If you’re like most people dealing with nonprofit fundraising, there have been times when you just couldn’t get off the ground It happens to everyone at some point whether you’re drafting a grant narrative, appeal letter, or a soft campaign on a social channel. Even the most gifted fundraisers experience the dreaded point of no return, when those checks and PayPal donations just aren’t showing up in your inbox.
Talking about how great your organization is can be exhausting. But what if it’s not you, but your communication methods, that have grown tired? Don’t worry, we have some advice to help take your fundraising into the stratosphere and beyond!
Getting Personal with Fundraising
We all know that it’s important to know your donors. But when we tell you to get personal, we don’t mean snooping through their trash, we’re talking about personalized content! Doesn’t it feel nice to get something in mail that feels like it was meant especially for you? If you’re like us, the answer is yes. Organizations that personalize elements of their newsletters or e-mail blasts achieve significant increases in response rates, from active donors and sustained supporters alike.
Now, for every mail merge expert reading this who’s thinking “We’ve been addressing our letters individually for years, this makes no difference!” I ask you to think bigger! Personalization is more than just Dear Your Name Here or Your donation of $___. It’s changing complete elements of your narrative. It’s changing images so that they appeal specifically to the recipients, and having two totally different formats of your letter based on age groups or average response rate.
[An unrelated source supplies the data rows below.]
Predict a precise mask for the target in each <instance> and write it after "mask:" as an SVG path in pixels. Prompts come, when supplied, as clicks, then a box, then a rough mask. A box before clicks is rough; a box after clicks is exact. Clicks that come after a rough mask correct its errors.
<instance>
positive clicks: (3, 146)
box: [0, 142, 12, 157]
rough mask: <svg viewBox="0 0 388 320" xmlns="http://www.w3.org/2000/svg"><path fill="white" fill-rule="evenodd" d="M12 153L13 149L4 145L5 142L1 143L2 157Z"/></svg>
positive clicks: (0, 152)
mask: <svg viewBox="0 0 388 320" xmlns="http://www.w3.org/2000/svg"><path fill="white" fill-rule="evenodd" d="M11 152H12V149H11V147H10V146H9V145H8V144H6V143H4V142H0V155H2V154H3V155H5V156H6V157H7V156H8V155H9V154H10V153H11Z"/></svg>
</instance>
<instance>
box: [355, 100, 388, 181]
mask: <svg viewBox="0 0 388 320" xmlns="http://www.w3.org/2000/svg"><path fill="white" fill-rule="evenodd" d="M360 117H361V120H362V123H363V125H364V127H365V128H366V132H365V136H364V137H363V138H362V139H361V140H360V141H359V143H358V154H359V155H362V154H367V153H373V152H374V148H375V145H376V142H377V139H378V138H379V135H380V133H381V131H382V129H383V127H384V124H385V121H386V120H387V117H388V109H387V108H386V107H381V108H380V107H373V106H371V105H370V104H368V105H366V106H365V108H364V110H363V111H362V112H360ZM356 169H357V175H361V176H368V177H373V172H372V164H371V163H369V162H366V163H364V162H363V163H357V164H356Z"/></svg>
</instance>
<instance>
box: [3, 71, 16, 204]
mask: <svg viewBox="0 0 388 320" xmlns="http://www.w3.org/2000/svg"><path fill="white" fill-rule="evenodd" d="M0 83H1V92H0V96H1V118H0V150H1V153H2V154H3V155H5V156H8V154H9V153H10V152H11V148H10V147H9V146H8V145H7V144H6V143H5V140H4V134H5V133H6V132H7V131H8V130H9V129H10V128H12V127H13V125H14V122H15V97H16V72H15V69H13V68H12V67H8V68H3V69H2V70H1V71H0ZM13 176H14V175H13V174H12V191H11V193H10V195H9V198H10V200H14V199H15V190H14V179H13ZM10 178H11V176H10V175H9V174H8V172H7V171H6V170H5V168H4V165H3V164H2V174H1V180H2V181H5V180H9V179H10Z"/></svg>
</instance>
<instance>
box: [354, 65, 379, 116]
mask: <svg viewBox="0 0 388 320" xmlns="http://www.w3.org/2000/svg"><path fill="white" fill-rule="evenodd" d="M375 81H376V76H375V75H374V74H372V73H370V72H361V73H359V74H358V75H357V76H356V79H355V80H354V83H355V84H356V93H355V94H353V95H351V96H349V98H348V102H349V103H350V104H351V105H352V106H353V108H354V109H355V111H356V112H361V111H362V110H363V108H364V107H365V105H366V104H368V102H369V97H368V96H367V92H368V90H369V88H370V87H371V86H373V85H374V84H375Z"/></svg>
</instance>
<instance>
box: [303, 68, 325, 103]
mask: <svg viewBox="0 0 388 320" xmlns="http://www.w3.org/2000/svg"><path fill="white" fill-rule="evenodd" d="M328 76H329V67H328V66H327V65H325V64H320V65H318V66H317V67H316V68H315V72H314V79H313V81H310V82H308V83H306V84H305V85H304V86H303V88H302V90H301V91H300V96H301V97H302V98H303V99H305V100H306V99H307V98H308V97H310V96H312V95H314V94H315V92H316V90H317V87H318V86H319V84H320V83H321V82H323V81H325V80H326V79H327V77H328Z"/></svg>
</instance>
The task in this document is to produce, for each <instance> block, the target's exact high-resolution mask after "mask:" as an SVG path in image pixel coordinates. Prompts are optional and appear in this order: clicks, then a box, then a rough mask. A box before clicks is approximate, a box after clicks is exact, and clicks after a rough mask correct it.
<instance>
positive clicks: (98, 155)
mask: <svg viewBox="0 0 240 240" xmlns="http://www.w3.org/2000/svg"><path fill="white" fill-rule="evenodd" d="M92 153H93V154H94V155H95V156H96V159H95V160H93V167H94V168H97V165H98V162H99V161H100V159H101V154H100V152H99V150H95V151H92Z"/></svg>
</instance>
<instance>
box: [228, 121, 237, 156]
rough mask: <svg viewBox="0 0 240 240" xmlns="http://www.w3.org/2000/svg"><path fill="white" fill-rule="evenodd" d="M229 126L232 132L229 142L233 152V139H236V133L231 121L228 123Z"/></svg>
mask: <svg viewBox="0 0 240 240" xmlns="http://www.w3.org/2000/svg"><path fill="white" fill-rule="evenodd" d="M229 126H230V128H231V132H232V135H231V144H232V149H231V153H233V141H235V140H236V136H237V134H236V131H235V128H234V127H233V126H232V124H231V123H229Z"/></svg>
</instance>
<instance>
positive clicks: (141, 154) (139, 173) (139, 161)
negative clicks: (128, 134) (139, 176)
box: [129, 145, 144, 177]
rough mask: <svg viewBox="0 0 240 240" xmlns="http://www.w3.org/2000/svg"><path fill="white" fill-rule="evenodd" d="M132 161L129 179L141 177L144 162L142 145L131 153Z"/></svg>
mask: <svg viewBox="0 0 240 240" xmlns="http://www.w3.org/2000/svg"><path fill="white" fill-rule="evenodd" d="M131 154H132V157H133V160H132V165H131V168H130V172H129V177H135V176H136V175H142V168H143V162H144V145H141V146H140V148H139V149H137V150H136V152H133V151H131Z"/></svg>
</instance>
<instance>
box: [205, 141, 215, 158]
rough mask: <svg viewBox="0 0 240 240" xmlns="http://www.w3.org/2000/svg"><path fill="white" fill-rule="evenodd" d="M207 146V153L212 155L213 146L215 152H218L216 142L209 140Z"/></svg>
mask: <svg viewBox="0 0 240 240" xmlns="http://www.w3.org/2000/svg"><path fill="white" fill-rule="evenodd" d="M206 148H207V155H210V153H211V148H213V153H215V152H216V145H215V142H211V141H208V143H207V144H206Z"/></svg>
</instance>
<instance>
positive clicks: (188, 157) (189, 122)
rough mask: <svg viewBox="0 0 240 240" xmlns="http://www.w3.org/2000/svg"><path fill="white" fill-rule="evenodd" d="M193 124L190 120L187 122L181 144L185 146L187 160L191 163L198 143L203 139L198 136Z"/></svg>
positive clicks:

It can be simple or advanced, but it’s always highly effective.
All Systems Go!
Direct mail, e-mail, and social communications can be used to create a little competition among donors. This can make a fundraising campaign more interactive and fun. We saw one university use Facebook to gather alumni and the school’s favorite professors for an online “party” where there was a soft push to give. The class with the highest donation level won a free happy hour as a reward for their giving. The college doubled the number of alumni donations and added new names to its database to set themselves up for future success.
Being able to tell your story is a really important part of successful fundraising, but you need to be talking to everyone, everywhere. Cross-channel communication is really important nowadays. Social media is a free and prevalent resource, so there’s no reason for organizations to not take advantage of it. The term we use for this type of work is integrated marketing. In other words, reaching out to your constituents using data-driven strategies that utilize various media, approaches, and digital channels. As always, the magic word is data. Knowing your audience and using that knowledge will supercharge any multi-channel campaign.
Social media is great for helping nonprofits spread the word about the need for contributions. However, you probably don’t want to convert that appeal letter into a series of 1,000 tweets. We’re not telling you that all your fundraising woes will be solved with social media. In fact, social campaigns alone rarely yield donations. However, the visibility of your effort is amplified when you apply a strategy based on clean data integrated in a campaign that hits your audience in their mailbox, Facebook timeline, and even their Instagram feed.
Houston, We Have a Problem
With a simple review of giving history, it is not uncommon to find a disconnect with your donor base. In fact, the average donor retention rate is only 40 percent year over year. That means that each year, six donors stop giving. Five of these donors stop because they are disconnected from the organization’s message. If you find this to be the case, stop and review your communications strategy. Do your donors really understand your mission and the practical impact their donation makes?
One organization we worked with realized they needed clearer communication about their mission and impact. So, they undertook a more personalized and integrated approach utilizing direct mail, email, and personalized landing pages. As a result, 19 percent of their donations that year came from donors who didn’t give the year before. An additional 19 percent of donations came from first time donors!
Getting the right message to the right people in the right way is imperative. When you have a clear picture of who your donors are, where they’re from, and what makes them tick, you can develop a message that will resonate with them in more meaningful way.
Astronauts are not alone in outer space. They rely on mission control to relay critical information and keep an eye on a space shuttle’s intricate systems. Like an astronaut, you don’t have to approach your mission without support. Some organizations work with a third-party provider to analyze their donor bases and determine what characteristics they should be looking for in potential prospects. With that information, you can launch a fundraising campaign to reach lapsed donors, prospective donors, or other targeted segments. One nonprofit we know used this strategy and increased their average donation size nearly 15 percent compared to the previous year.
49 years ago, Apollo 11 landed on the Moon. We all know Neil Armstrong’s famous words as he took those triumphant first steps on the Moon’s surface. “One small step for man, one giant leap for mankind.” Following our advice and implementing a data-driven, integrated approach to fundraising just may be that giant leap your nonprofit needs to open possibilities of a whole new world.